Toolbox for taking ethical decisions
In order to be sure that one takes ethical decisions some models were developed. But because there are many, it will be taken into consideration only four of them which are suitable for any PR practitioners who want to take ethical decisions.
Codes of Conduct
There are so many codes of conduct: made by Public Relations Society of America (PRSA), European Public Relations Confederation (CERP), International Public Relations Association (IPRA), Chartered Institute of Public Relations (CIPR) (Morris & Goldsworthy, 2012). Many practitioners put a lot of emphasis on Codes of Conduct because of the shallow philosophy in the field (Fawkes, 2010). However, Parkinson (2001, cited in Fawkes, 2010) found that “professional codes were designed more to improve the reputation of the profession than to control its standards of behaviour and analysis of these codes”. This is why PR practitioners are advised to choose a personal and suitable model for their situations, mostly because the codes of conduct will not provide enough criteria to analyse if a decision is ethical or not.
Four habits of ethical communication
Robin and Yoder (1985 cited in Simmons & Walsh, 2010) articulate four habits of ethical communication in order to help a communicator to make ethical decisions. These four habits are:
- the habit of search requires the communicator to explore the complexity of issues;
- the habit of justice requires the open presentation of information with concern for distortion’;
- the habit of preferring public over private motivations requires the sharing of sources and disclosure of ‘biases that may influence positions’;
- the habit of respect for dissent (Rubin and Yoder, 1985 cited in Simmons and Walsh, 2010, p.15).
Model for ethically desirable advocacy in PR
Advocacy means that one has to represent publicly an individual, organisation or idea by using persuasion towards targeted audiences and it is considered at the core of public relations practice (Edgett, 2002). This is one of the reasons for existing ethics in PR. Because in this way ethics can help PR practitioners to be honest and work with dignity. Edgett (2002) argued that the model for ethically desirable advocacy in public relations should be based on these ten criteria for ethically desirable advocacy:
- Reversibility: PR practitioners have to take only the action which would be willing to be on the receiving end. The receiver must have sufficient information to allow an informed choice.
- Veracity: PR practitioner has to tell the truth and be truthful and trustworthy.
- Confidentiality: PR practitioner should maintain confidentiality of the company unless the organisation does illegal actions or damaging to others
- Sensitivity: balancing the social responsibility with the client priority
- Evaluation: an objective evaluation about the issue-client-organisation
- Priority: the client priority – PR practitioners owes the client loyalty (or priority) when participating in public discourse
- Validity: PR arguments should be based on sound reasoning.

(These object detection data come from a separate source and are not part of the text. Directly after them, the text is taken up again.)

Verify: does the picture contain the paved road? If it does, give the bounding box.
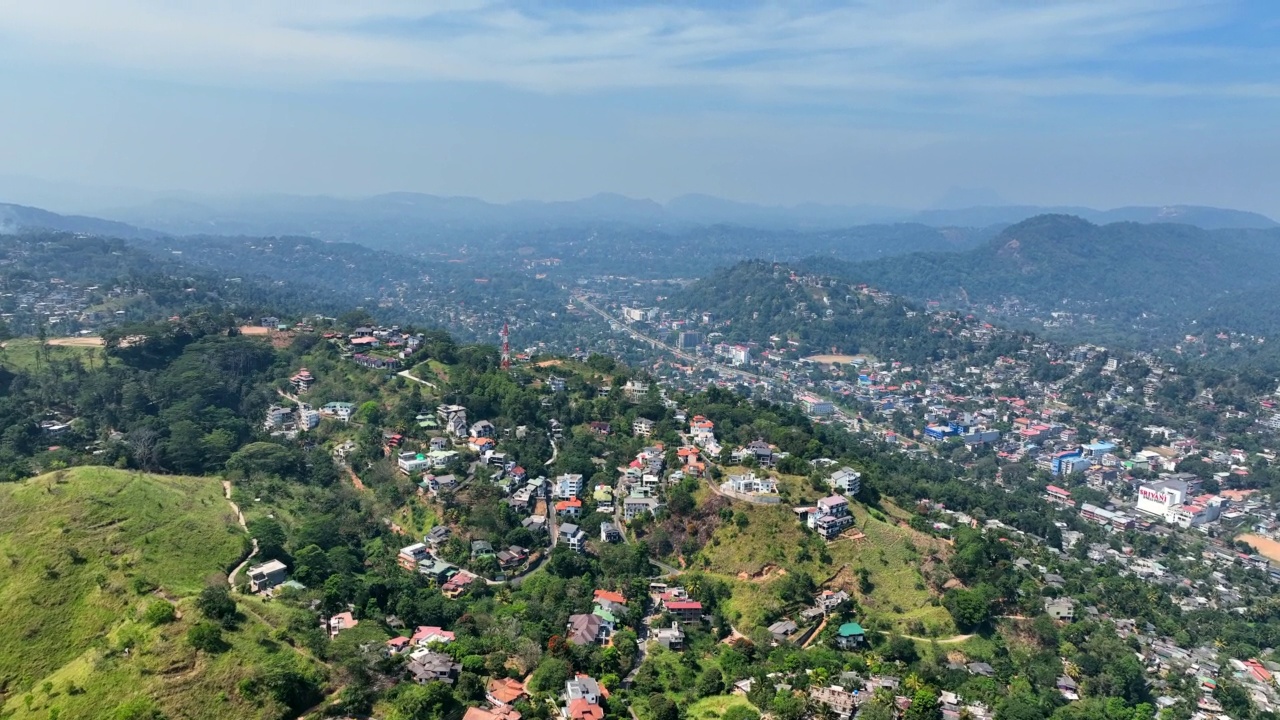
[573,295,780,383]
[396,370,440,389]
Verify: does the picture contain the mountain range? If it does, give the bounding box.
[804,215,1280,358]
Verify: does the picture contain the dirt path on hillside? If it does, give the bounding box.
[1235,533,1280,562]
[45,337,106,347]
[881,630,975,644]
[223,480,257,589]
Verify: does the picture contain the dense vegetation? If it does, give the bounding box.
[812,215,1280,366]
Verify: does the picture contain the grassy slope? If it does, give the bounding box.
[0,337,97,372]
[0,468,318,719]
[685,694,755,720]
[701,478,955,634]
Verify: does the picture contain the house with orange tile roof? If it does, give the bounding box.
[329,612,360,638]
[485,678,529,707]
[556,497,582,518]
[462,706,520,720]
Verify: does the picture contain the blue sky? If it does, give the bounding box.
[0,0,1280,215]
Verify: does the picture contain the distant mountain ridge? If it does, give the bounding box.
[0,202,163,238]
[804,215,1280,356]
[85,192,1280,235]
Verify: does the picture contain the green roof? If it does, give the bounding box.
[840,623,867,638]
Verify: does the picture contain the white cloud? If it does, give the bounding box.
[0,0,1277,97]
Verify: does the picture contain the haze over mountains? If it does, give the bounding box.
[0,185,1277,242]
[806,215,1280,356]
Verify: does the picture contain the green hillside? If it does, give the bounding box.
[824,215,1280,358]
[700,486,955,637]
[0,468,322,720]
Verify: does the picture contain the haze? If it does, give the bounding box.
[0,0,1280,215]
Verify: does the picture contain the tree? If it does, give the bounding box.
[248,518,288,560]
[769,691,809,720]
[187,623,229,655]
[902,688,942,720]
[142,600,178,625]
[293,544,333,587]
[196,584,237,625]
[649,693,680,720]
[942,584,995,630]
[529,657,573,693]
[721,705,760,720]
[883,635,920,665]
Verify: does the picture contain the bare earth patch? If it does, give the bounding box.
[1235,533,1280,562]
[805,355,863,365]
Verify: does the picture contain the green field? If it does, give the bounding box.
[0,468,325,720]
[700,480,955,635]
[0,337,100,373]
[685,694,758,720]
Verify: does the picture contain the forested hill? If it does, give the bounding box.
[663,260,1018,363]
[805,215,1280,358]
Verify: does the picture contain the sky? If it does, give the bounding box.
[0,0,1280,217]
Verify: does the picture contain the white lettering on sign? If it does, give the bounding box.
[1138,488,1169,502]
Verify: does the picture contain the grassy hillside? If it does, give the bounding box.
[0,468,325,720]
[700,479,955,635]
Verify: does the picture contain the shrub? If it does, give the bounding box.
[142,600,178,625]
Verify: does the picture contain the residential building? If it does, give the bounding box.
[396,542,431,571]
[289,368,316,395]
[396,452,431,477]
[808,495,854,539]
[600,520,622,543]
[796,393,836,418]
[407,651,462,685]
[1044,486,1075,506]
[622,380,649,402]
[721,473,778,495]
[556,497,582,518]
[1044,597,1075,623]
[836,623,867,650]
[559,523,586,552]
[553,473,582,500]
[329,612,360,638]
[831,465,863,496]
[817,591,850,614]
[631,418,654,437]
[484,678,529,707]
[662,600,703,623]
[561,675,609,720]
[248,560,288,592]
[769,619,800,642]
[622,496,662,523]
[653,623,685,650]
[408,625,457,647]
[566,612,613,644]
[809,685,863,719]
[462,705,521,720]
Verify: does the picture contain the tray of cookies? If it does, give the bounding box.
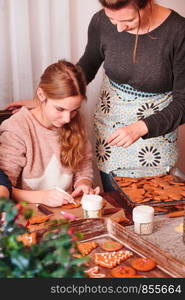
[109,167,185,214]
[71,218,185,278]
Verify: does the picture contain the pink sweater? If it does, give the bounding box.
[0,107,93,192]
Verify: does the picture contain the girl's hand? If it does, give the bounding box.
[37,189,74,207]
[107,121,148,148]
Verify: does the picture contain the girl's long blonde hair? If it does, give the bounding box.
[36,60,87,171]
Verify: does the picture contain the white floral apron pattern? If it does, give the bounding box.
[94,76,178,175]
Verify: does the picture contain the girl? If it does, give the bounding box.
[0,60,99,207]
[0,170,12,198]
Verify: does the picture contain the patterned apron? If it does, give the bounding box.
[94,76,178,177]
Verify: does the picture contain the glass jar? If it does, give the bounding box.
[133,205,154,234]
[81,194,103,218]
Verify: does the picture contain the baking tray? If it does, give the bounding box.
[71,218,185,278]
[109,167,185,214]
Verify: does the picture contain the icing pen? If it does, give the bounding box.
[55,186,76,204]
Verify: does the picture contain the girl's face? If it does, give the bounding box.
[41,95,83,129]
[104,4,143,32]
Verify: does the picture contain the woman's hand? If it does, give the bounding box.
[107,120,148,148]
[71,179,100,198]
[40,189,74,207]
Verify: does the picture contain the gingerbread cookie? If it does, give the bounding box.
[17,232,37,247]
[131,257,156,272]
[62,202,81,209]
[85,266,106,278]
[94,250,133,269]
[77,242,98,256]
[100,240,123,251]
[111,266,136,278]
[28,216,50,225]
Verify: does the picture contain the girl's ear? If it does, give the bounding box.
[37,88,46,102]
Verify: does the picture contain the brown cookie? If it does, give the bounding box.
[62,202,81,209]
[131,257,156,272]
[111,266,136,278]
[77,241,98,256]
[100,240,123,251]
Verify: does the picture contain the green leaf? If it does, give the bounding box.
[11,252,29,271]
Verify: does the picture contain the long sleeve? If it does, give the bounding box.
[0,124,26,186]
[143,28,185,139]
[74,141,93,187]
[78,13,104,83]
[0,170,12,197]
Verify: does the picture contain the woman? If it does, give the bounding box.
[0,60,99,207]
[78,0,185,191]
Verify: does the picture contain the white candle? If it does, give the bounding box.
[81,194,103,218]
[132,205,154,234]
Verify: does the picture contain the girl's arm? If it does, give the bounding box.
[0,185,10,198]
[12,188,73,207]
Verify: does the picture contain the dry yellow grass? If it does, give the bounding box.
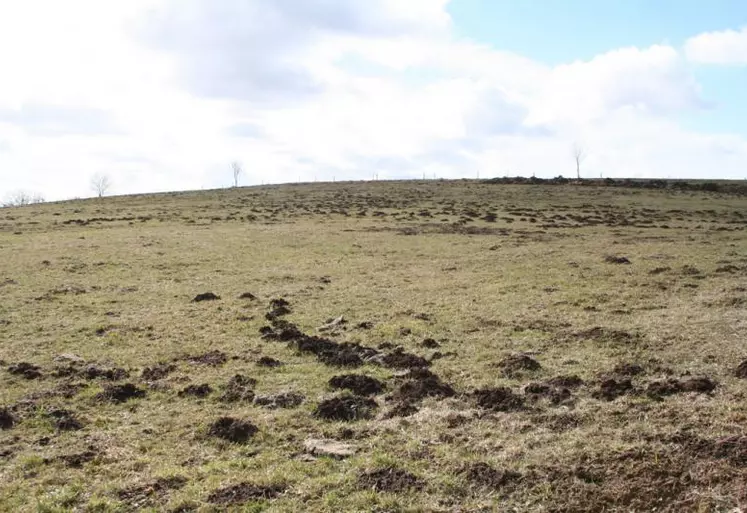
[0,178,747,512]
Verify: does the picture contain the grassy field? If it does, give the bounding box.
[0,181,747,512]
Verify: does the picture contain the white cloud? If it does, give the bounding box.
[685,27,747,66]
[0,0,747,198]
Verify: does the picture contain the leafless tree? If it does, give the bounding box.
[1,191,44,207]
[91,173,112,198]
[231,160,244,187]
[573,143,586,180]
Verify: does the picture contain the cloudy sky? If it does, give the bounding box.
[0,0,747,199]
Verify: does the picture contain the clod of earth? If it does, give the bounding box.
[498,354,542,377]
[473,387,524,412]
[177,383,213,397]
[192,292,220,303]
[186,350,228,367]
[381,348,430,369]
[420,338,441,349]
[329,374,384,395]
[646,377,718,399]
[303,438,356,460]
[220,374,257,403]
[254,392,306,409]
[46,409,83,431]
[140,363,176,381]
[358,467,424,493]
[591,378,635,401]
[459,462,522,490]
[314,395,378,422]
[257,356,285,369]
[604,255,632,264]
[0,408,16,429]
[734,360,747,379]
[95,383,146,403]
[207,483,287,505]
[8,362,42,379]
[208,417,259,444]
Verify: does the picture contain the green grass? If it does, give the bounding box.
[0,181,747,512]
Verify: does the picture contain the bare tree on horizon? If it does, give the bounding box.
[573,142,586,180]
[231,160,243,187]
[91,173,112,198]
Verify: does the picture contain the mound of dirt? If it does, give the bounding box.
[257,356,285,368]
[393,368,456,403]
[612,363,646,377]
[220,374,257,403]
[473,387,524,412]
[95,383,145,403]
[192,292,220,303]
[8,362,42,379]
[177,383,213,397]
[591,378,635,401]
[459,462,522,490]
[524,383,572,405]
[46,408,83,431]
[646,377,718,399]
[314,395,379,422]
[207,417,259,444]
[207,483,287,505]
[381,348,430,369]
[604,255,632,265]
[329,374,384,395]
[0,408,16,429]
[254,392,306,410]
[498,354,542,377]
[140,363,176,381]
[358,467,424,493]
[185,350,228,367]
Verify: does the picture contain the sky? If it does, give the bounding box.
[0,0,747,200]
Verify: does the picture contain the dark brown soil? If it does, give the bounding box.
[592,378,635,401]
[473,387,524,412]
[178,383,213,397]
[646,377,718,399]
[220,374,257,403]
[459,462,521,490]
[545,375,584,390]
[96,383,145,403]
[393,368,456,403]
[498,354,542,377]
[358,467,424,493]
[381,348,430,369]
[257,356,285,368]
[254,392,306,409]
[117,476,187,509]
[46,409,83,431]
[524,383,573,405]
[207,483,286,505]
[314,395,378,422]
[604,255,632,265]
[185,350,228,367]
[8,362,42,379]
[329,374,384,395]
[0,408,16,429]
[208,417,259,444]
[140,363,176,381]
[420,338,441,349]
[612,363,646,377]
[192,292,220,303]
[734,360,747,379]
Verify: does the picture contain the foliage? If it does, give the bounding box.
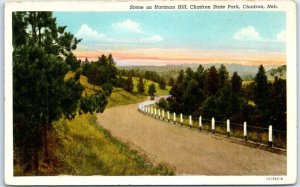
[163,65,286,131]
[124,77,134,93]
[157,98,169,110]
[107,88,146,107]
[13,12,112,173]
[82,54,118,86]
[148,83,156,98]
[137,78,145,94]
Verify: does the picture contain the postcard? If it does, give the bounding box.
[4,0,297,185]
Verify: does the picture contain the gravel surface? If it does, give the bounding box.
[97,104,287,175]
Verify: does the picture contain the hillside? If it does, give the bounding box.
[118,63,279,79]
[14,72,174,176]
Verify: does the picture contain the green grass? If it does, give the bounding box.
[122,76,172,96]
[65,71,101,96]
[106,77,171,108]
[150,109,286,149]
[106,88,147,108]
[49,114,174,176]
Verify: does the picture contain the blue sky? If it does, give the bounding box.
[54,11,285,65]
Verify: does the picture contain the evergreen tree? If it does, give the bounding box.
[158,78,167,90]
[270,76,287,131]
[124,77,134,93]
[218,64,229,89]
[13,12,106,172]
[230,72,242,93]
[203,66,219,95]
[137,78,145,94]
[254,65,271,126]
[168,77,175,86]
[148,83,156,100]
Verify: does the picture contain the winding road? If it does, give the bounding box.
[97,101,287,176]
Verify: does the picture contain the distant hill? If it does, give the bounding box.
[118,63,285,80]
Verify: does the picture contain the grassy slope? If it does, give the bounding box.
[132,77,171,95]
[45,72,174,175]
[107,77,171,107]
[50,114,173,175]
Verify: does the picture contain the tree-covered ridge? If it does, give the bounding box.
[161,65,286,130]
[12,12,112,172]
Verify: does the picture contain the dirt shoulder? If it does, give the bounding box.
[97,104,287,175]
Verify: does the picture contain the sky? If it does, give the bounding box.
[54,11,286,66]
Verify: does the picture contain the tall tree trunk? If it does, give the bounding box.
[41,124,49,163]
[31,142,39,173]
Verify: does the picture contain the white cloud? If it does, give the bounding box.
[112,19,143,33]
[75,24,163,49]
[233,26,262,41]
[141,35,163,42]
[276,30,286,42]
[75,24,108,41]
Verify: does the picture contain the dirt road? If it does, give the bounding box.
[98,104,287,175]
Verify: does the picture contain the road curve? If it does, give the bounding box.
[97,104,287,176]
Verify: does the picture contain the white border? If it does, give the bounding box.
[4,1,297,185]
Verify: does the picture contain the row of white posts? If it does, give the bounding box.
[139,101,273,146]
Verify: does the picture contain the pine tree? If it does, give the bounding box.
[13,12,106,172]
[230,72,242,93]
[137,77,145,94]
[159,78,167,90]
[254,65,271,126]
[203,66,219,95]
[124,77,134,93]
[218,64,229,89]
[148,83,156,100]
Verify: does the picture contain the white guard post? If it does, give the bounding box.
[173,112,176,124]
[180,114,183,126]
[244,122,247,141]
[211,118,215,133]
[269,125,273,147]
[199,116,202,131]
[227,119,230,137]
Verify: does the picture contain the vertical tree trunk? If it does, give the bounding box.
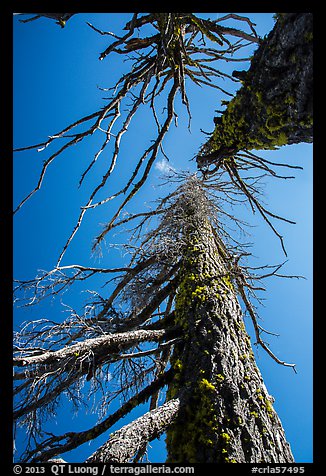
[167,220,293,463]
[197,13,313,169]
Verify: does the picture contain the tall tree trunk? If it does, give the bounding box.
[167,215,293,463]
[197,13,313,173]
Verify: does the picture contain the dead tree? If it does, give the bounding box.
[14,176,294,463]
[197,13,313,174]
[14,13,75,28]
[14,13,308,463]
[15,13,258,266]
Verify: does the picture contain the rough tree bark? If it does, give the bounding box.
[197,13,313,174]
[69,181,294,463]
[167,193,293,463]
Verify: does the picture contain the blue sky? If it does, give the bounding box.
[14,13,313,462]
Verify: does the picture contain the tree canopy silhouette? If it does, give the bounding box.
[14,13,312,463]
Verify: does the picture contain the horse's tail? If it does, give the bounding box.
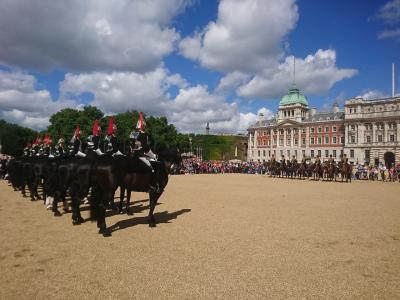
[89,183,101,221]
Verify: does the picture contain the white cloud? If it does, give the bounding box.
[180,0,298,73]
[0,0,191,72]
[238,49,357,99]
[0,71,77,129]
[377,0,400,24]
[378,28,400,40]
[216,71,250,93]
[357,90,389,100]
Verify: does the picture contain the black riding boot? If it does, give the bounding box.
[150,169,160,194]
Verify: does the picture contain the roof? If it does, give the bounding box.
[303,111,344,122]
[279,88,308,106]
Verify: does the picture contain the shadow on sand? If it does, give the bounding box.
[109,208,191,232]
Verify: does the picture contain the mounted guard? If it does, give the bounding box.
[129,112,159,192]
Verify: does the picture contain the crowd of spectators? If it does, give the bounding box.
[182,158,266,174]
[181,158,400,181]
[353,164,400,181]
[0,154,12,179]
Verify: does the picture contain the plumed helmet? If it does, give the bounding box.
[92,120,101,136]
[136,112,146,131]
[107,117,117,135]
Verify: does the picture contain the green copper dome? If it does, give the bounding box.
[279,88,308,106]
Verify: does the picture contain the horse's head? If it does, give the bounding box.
[158,147,182,173]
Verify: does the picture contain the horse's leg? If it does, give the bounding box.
[148,192,161,227]
[96,192,110,237]
[51,191,61,217]
[126,190,133,216]
[118,187,125,214]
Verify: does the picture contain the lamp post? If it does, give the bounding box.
[189,136,193,156]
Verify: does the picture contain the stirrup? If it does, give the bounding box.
[94,148,104,155]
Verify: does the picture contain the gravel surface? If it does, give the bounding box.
[0,174,400,299]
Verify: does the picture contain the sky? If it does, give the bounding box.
[0,0,400,133]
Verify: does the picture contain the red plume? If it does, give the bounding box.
[92,120,100,136]
[43,134,52,145]
[74,124,81,137]
[136,112,146,131]
[107,117,117,135]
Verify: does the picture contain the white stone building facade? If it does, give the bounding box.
[247,89,400,165]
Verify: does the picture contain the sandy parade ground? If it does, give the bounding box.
[0,174,400,299]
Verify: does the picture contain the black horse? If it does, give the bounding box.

- Visibility: the source has to be mentioned
- Respect: respect the other letting them the chance to have all the information before making a decision (this is an addition to reversibility)
- Consent: Communication can be carried out only if all parties consent
The Pillars of Ethics
These pillars of ethics were proposed by Parsons (2008, p. 20) and encapsulate all the above model in five easy and simple criteria: “Veracity (to tell the truth), Non-maleficence (to do no harm), Beneficence (to do good), Confidentiality (to respect privacy), Fairness (to be fair and socially responsible)”.
No matter what model or approach a PR professional take into consideration, it is important to understand their ethical role in the organisation and try to evaluate their work and decisions if are ethical or not by one of these approaches. If they still have a problem in choosing something they can test themselves by asking this question: “Would you be comfortable with this decision if it were spread across the front page of your leading national newspaper and your local media headlines tomorrow morning?” (Parsons, 2008, p. 142).
I hope this toolbox for taking ethical decisions will help you when you do not know what ethical decisions means or you do not know how you can make sure that you took the ethical decision.